Avant de connaitre les deux élections royales d'Allemagne, le pape Innocent III porta d'abord son attention sur l'arrestation arbitraire de l'archevêque de Salerne, et puis sur la captivité de la maison royale de Sicile. Célestin avait déjà obtenu la promesse de la mise en liberté de l'archevêque; c'est pourquoi son successeur envoya, aussitôt après son sacre, l'évêque de Sutri et l'abbé de Saint-Anastase près de Philippe et des princes allemands, pour demander la délivrance de l'archevêque, ainsi que celle de la reine Sybille et de ses enfants, qui tous gémissaient depuis si long-temps en prison. Les évêques des pays situés sur les bords du Rhin devaient appuyer cette demande, et le Pape avait ordonné à ses délégués, non-seulement de lancer en son nom l'anathème sur les complices de ce crime, mais encore de prononcer l'interdit et d'excommunier tous les princes qui ne contribueraient pas de tout leur pouvoir à la délivrance des captifs. Le chapitre de Mayence fut chargé en outre de veiller à l'exécution des mesures prises par le Saint-Siége'. L'évêque de Sutri devait aussi réconcilier Philippe, moyennant certaines conditions.

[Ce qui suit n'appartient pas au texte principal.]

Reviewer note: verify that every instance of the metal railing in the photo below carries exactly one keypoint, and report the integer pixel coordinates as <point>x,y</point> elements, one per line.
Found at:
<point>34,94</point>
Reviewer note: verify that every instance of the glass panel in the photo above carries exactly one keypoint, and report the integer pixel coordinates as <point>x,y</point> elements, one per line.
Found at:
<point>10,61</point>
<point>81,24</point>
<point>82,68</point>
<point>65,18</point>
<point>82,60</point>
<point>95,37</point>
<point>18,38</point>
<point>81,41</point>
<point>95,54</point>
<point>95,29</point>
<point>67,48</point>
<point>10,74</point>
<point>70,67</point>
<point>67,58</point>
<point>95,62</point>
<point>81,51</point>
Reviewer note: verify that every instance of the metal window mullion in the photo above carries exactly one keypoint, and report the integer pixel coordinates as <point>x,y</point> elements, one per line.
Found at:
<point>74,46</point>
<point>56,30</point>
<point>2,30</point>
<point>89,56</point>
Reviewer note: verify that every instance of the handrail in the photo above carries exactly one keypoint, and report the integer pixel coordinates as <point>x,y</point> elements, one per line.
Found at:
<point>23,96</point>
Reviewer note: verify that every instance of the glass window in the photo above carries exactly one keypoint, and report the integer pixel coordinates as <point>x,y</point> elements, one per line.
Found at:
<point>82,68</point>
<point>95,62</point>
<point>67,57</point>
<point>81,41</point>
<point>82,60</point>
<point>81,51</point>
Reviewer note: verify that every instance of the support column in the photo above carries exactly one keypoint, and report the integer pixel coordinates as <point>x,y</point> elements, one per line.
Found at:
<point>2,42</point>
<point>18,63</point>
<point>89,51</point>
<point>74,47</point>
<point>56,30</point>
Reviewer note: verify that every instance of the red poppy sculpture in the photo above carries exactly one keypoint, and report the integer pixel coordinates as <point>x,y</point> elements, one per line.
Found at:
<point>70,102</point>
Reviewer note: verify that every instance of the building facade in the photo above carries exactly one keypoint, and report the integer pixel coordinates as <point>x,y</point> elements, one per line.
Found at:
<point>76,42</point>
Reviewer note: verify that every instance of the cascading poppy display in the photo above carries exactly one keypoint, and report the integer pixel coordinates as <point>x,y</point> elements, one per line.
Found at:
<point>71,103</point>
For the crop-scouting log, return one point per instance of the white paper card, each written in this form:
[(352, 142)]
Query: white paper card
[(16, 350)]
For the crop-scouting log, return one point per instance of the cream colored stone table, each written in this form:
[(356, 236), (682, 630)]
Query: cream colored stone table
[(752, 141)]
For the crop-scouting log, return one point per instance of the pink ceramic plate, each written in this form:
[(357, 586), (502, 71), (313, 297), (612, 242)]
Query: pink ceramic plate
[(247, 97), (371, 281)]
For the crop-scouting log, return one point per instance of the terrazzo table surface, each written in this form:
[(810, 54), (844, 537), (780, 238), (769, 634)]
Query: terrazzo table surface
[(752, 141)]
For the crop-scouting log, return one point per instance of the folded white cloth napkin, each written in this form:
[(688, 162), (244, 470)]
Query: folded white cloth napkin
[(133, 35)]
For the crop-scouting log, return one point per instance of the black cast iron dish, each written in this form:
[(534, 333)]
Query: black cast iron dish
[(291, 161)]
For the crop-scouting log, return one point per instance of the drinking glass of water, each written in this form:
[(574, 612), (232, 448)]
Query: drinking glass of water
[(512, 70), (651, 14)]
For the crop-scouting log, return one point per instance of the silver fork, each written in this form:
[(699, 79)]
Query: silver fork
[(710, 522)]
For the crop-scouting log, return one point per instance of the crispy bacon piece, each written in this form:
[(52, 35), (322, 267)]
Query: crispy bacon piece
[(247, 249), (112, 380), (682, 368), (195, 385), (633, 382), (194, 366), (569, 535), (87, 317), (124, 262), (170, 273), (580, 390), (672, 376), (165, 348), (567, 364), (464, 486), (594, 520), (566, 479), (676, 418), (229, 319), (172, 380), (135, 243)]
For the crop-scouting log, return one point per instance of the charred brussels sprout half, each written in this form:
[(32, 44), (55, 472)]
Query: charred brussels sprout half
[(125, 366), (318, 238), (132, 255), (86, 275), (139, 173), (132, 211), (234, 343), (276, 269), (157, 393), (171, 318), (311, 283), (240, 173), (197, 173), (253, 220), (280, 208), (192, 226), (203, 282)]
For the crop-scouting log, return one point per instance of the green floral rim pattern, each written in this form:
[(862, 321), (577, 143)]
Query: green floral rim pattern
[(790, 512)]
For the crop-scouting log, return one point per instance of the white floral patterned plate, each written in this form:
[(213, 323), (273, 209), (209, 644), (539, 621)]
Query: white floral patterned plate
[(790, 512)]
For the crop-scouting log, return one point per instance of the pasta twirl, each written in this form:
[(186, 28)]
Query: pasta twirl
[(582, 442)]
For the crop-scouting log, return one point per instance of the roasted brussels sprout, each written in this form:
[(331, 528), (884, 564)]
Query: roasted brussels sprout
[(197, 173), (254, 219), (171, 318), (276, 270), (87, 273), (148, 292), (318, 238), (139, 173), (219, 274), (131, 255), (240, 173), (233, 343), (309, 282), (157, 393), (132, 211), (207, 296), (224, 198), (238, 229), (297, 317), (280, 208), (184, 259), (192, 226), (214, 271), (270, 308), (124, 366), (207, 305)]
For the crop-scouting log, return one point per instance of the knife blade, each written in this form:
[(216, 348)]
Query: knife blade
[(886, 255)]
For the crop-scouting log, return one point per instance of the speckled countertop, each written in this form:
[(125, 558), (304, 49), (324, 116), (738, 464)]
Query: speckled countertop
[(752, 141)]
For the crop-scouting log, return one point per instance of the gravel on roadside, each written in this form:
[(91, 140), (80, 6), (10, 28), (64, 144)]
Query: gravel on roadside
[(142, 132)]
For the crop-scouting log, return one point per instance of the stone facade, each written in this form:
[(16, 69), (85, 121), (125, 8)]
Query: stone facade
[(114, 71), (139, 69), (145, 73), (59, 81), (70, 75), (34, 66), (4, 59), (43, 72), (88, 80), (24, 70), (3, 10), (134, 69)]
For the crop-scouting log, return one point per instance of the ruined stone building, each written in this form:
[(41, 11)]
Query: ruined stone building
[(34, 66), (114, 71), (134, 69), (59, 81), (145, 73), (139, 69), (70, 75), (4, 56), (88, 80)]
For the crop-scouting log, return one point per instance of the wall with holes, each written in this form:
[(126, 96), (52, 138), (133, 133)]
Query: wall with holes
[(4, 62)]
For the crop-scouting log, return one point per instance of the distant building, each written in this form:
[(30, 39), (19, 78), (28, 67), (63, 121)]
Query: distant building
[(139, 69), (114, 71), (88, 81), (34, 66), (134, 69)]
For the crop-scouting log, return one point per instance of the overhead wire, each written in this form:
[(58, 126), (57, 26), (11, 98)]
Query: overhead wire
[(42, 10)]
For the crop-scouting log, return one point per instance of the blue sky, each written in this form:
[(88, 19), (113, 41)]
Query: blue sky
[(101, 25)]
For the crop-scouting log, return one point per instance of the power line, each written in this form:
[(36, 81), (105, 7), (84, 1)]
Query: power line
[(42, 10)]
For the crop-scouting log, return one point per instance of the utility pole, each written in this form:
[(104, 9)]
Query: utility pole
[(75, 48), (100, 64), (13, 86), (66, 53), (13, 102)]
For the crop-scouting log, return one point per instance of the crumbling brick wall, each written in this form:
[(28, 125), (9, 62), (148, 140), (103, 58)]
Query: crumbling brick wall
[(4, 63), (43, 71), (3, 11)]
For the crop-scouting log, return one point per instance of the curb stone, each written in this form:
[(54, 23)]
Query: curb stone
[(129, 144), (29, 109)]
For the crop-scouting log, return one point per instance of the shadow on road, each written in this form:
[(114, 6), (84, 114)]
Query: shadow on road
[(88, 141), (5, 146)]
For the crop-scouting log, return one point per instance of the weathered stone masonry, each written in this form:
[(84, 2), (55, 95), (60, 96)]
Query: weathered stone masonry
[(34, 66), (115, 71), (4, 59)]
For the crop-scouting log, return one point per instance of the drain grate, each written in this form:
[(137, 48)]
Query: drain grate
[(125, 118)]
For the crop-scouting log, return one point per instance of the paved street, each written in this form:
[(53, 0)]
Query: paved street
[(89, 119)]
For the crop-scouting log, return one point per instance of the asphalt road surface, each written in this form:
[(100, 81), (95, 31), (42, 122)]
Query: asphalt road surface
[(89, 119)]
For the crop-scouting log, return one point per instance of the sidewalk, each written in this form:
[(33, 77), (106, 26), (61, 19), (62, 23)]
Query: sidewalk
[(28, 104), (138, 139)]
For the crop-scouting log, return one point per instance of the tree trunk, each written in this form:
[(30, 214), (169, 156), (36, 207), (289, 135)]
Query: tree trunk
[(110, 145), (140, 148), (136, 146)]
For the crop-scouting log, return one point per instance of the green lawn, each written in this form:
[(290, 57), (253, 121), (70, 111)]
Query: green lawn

Ce ne fut qu'à leur arrivée en Allemagne, que les envoyés de Rome apprirent l'élection de ce prince. Philippe vint à leur rencontre jusqu'à Worms. Alors l'évêque de Sutri prit sur lui de lever l'excommunication, sur une simple promesse qu'il reçut en lui faisant toucher son étole. Ce ne fut qu'après cela que l'archevêque de Salerne et ses frères furent mis en liberté. Quant à la reine Sybille, elle parvint à s'échapper avec ses filles et à se réfugier en France. Ainsi absous de l'excommunication, Philippe se fit couronner à Mayence dans l'octave de Pâques, par l'archevêque de Tarentaise, parce qu'aucun des évêques allemands ne voulut le faire. Ceux même d'entre eux qui assistèrent à la cérémonie ne prirent point leurs habits pontificaux, excepté le seul évêque de Sutri, nonce du Pape. Aussi, quand il fut de retour à Rome, ayant été convaincu par sa propre confession d'avoir autorisé ce sacre et négligé les formalités de l'absolution, le Pape le relégua hors de son diocèse jusqu'à la fin de ses jours 2.

Otton, second fils de Henri le Lion, banni et dépouillé de ses biens par l'empereur Frédéric, vivait en Angleterre à la cour de Richard, son oncle maternel, quand il se vit élu roi des Romains, en l'absence de Henri, son frère aîné, occupé en Palestine, et qui, suivant toutes les apparences, lui eût été préféré. Aux avantages d'un physique robuste et noble, Otton joignait un courage invin

1 Gesta, c. 22. - L. 1, epist. 24-26. — Gesta, c. 22.